[comp.unix.aux] collapsing forks

pechner@ddtg.com (Michael Pechner) (05/25/91)

I am having a very strange problem with A/UX.  I can cause a fork to 
"sort of" fail by having a huge automatic variable.  Here are two 
programs to show my point.  The only difference between the two programs 
are that junk is an automatic in the version that fails, and a global static 
in the version that works.

The working program:

	#include<signal.h>
	static char junk[256000];
	void catch()
	{
		printf("signal caught pid %d\n", getpid());
	}
	main(){
		int ret;
		int pip[2];
		char buf[3];

		printf("pipe call %d\n", pipe(pip));
		ret=fork();
		printf("fork just occured  %d \n", ret);
		if((ret=fork()) == 0){ /*child */
			signal(SIGALRM, catch);
			alarm(10);

			printf("return from child write %d\n", write(pip[1], "a", 1));
			sleep(2);
			exit(1);
		}
		else if(ret > 0){ /* parent */
			signal(SIGALRM, catch);
			alarm(10);
			printf("return from parent read %d\n", read (pip[0], buf, 1));
			printf("parent read %c\n", buf[0]);
			sleep(2);
			exit(1);
		}
	}

The output:
	pipe call 0
	fork just occured  0 
	fork just occured  991 
	return from child write 1
	return from parent read 1
	parent read a
	return from child write 1
	return from parent read 1
	parent read a

The non-working program.  The only difference is that "junk" is 
an automatic variable.

	#include<signal.h>
	void catch()
	{
		printf("signal caught pid %d\n", getpid());
	}
	main(){
		int ret;
		int pip[2];
		char buf[3];
		char junk[256000];

		printf("pipe call %d\n", pipe(pip));
		ret=fork();
		printf("fork just occured  %d \n", ret);
		if((ret=fork()) == 0){ /*child */
			signal(SIGALRM, catch);
			alarm(10);

			printf("return from child write %d\n", write(pip[1], "a", 1));
			sleep(2);
			exit(1);
		}
		else if(ret > 0){ /* parent */
			signal(SIGALRM, catch);
			alarm(10);
			printf("return from parent read %d\n", read (pip[0], buf, 1));
			printf("parent read %c\n", buf[0]);
			sleep(2);
			exit(1);
		}
	}


The output:
	pipe call 0
	fork just occured  1013 
	signal caught pid 1011
	return from parent read -1
	parent read 


Notice that on the failed call, the fork returns a valid pid to the parent.
The child does not return.
The child process collapses immediately.

Can anybody explain this to me?


-- 
pechner@mikey.ddtg.com (Michael Pechner)  | Pizza Probably The Worlds Most
DuPont Design Technologies Group          | Perfect Food.
Santa Clara, Ca                           | Carbo, Meat, Dairy, And Veggie 
                                          | All Food Groups In One.

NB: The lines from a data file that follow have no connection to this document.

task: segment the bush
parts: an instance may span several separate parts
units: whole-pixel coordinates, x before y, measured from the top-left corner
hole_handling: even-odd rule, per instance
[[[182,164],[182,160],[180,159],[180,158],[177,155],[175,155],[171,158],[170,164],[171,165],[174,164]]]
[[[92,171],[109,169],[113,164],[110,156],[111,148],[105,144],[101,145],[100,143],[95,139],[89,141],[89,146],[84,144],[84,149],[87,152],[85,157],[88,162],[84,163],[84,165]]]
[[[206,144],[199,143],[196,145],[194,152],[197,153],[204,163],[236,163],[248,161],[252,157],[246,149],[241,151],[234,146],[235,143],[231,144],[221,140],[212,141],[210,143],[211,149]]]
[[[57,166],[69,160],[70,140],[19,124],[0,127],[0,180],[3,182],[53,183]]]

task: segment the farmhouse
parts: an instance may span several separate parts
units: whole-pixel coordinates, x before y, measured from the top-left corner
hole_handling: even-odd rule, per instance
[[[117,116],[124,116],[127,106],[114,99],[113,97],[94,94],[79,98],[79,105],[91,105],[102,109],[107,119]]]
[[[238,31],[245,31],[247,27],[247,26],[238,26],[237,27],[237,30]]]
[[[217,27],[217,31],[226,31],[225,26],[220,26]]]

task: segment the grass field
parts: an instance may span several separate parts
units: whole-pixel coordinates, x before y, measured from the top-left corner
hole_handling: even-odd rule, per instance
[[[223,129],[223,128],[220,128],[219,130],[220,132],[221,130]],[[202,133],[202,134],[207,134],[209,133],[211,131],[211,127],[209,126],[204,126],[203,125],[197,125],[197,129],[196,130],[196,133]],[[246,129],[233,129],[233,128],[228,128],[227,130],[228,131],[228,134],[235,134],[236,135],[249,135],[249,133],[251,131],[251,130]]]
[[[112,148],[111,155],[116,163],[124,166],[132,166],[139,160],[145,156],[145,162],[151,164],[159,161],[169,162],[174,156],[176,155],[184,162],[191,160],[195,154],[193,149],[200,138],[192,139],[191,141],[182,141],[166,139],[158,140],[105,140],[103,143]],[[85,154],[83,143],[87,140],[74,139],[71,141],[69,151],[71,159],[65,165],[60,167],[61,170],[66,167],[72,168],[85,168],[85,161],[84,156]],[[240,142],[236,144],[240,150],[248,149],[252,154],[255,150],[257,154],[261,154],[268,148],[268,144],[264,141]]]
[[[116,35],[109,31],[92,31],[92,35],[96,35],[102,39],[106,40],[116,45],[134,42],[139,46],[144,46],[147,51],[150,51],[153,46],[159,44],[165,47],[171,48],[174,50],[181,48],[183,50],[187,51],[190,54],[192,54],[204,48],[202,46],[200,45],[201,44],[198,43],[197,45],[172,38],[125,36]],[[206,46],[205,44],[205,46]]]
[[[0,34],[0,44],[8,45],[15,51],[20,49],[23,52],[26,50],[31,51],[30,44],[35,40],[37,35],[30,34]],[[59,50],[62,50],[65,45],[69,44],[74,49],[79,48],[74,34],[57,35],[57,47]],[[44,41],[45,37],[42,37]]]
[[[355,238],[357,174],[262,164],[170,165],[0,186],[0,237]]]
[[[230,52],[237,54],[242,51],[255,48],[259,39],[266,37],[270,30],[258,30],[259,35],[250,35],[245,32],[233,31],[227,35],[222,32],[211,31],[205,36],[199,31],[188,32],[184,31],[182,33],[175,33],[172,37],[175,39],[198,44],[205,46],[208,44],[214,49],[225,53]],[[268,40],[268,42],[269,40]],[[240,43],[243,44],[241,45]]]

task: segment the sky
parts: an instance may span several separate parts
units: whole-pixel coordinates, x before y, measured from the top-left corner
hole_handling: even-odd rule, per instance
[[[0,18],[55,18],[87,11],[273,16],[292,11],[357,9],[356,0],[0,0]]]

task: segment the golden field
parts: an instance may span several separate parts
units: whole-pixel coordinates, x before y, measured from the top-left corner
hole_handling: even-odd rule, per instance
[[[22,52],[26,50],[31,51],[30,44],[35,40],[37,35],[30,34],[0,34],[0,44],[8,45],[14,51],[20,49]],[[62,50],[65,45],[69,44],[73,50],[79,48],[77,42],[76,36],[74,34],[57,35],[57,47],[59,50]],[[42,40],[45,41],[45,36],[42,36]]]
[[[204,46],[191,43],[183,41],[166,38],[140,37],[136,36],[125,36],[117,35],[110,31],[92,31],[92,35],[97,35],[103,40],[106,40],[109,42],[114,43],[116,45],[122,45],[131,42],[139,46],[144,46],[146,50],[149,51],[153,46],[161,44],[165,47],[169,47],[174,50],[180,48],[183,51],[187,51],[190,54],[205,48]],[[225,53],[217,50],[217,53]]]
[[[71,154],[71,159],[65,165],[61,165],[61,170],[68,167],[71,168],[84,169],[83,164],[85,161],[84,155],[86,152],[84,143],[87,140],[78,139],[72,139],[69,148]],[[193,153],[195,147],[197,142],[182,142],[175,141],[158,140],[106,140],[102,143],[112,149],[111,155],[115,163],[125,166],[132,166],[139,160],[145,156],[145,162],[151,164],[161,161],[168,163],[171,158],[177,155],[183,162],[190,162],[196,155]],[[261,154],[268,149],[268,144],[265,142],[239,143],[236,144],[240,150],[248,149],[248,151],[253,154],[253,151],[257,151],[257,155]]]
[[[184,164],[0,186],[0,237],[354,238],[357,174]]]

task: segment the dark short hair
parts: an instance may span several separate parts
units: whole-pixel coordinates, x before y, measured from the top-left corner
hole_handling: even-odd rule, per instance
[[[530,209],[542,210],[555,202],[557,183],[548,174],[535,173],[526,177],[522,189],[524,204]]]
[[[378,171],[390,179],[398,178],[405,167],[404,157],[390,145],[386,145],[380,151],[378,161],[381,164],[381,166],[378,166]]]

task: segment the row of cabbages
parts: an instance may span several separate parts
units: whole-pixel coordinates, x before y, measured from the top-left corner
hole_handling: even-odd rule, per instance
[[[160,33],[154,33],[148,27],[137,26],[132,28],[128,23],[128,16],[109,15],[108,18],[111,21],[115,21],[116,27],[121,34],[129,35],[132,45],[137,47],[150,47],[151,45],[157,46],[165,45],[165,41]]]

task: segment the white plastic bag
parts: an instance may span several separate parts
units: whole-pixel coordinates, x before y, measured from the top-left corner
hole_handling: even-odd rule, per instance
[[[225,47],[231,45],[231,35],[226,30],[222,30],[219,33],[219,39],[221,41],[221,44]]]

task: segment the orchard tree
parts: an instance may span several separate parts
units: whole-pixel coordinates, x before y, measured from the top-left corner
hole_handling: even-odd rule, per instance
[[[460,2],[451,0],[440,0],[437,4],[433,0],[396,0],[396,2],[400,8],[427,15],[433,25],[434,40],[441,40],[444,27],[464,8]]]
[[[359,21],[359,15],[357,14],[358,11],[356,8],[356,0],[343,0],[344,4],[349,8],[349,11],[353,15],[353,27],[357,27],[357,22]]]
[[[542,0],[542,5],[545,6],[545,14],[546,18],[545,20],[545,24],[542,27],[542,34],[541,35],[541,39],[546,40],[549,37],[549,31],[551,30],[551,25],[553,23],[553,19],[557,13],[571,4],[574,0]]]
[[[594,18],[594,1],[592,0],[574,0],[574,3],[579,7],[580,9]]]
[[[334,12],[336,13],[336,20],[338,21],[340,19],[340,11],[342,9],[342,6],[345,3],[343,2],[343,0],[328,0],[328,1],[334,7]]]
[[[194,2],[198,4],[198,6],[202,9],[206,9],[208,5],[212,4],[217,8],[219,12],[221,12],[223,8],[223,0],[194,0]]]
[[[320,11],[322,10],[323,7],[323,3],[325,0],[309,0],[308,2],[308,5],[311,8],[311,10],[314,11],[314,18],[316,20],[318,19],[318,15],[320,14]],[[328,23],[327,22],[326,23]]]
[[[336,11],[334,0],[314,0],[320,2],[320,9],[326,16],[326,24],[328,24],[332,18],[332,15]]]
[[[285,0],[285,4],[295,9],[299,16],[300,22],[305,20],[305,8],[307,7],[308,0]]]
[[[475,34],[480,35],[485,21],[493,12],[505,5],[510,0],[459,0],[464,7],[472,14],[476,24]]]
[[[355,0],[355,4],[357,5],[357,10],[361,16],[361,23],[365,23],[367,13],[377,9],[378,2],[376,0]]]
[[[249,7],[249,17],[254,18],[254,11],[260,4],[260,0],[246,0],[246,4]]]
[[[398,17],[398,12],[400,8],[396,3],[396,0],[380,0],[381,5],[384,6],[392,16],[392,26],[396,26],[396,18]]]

mycroft@kropotki.gnu.ai.mit.edu (Charles Hannum) (05/30/91)

In article <1991May24.215945.13707@ddtg.com> pechner@ddtg.com (Michael Pechner) writes:

   I am having a very strange problem with A/UX.  I can cause a fork to 
   "sort of" fail by having a huge automatic variable.  Here are two 
   programs to show my point.  The only difference between the two programs 
   are that junk is an automatic in the version that fails, and a global static 
   The working program:

	   static char junk[256000];

   The non-working program.  The only difference is that "junk" is 
   an automatic variable.

	   main(){
		   /*...*/
		   char junk[256000];
	   }

   Notice that on the failed call, the fork returns a valid pid to the parent.
   The child does not return.
   The child process collapses immediately.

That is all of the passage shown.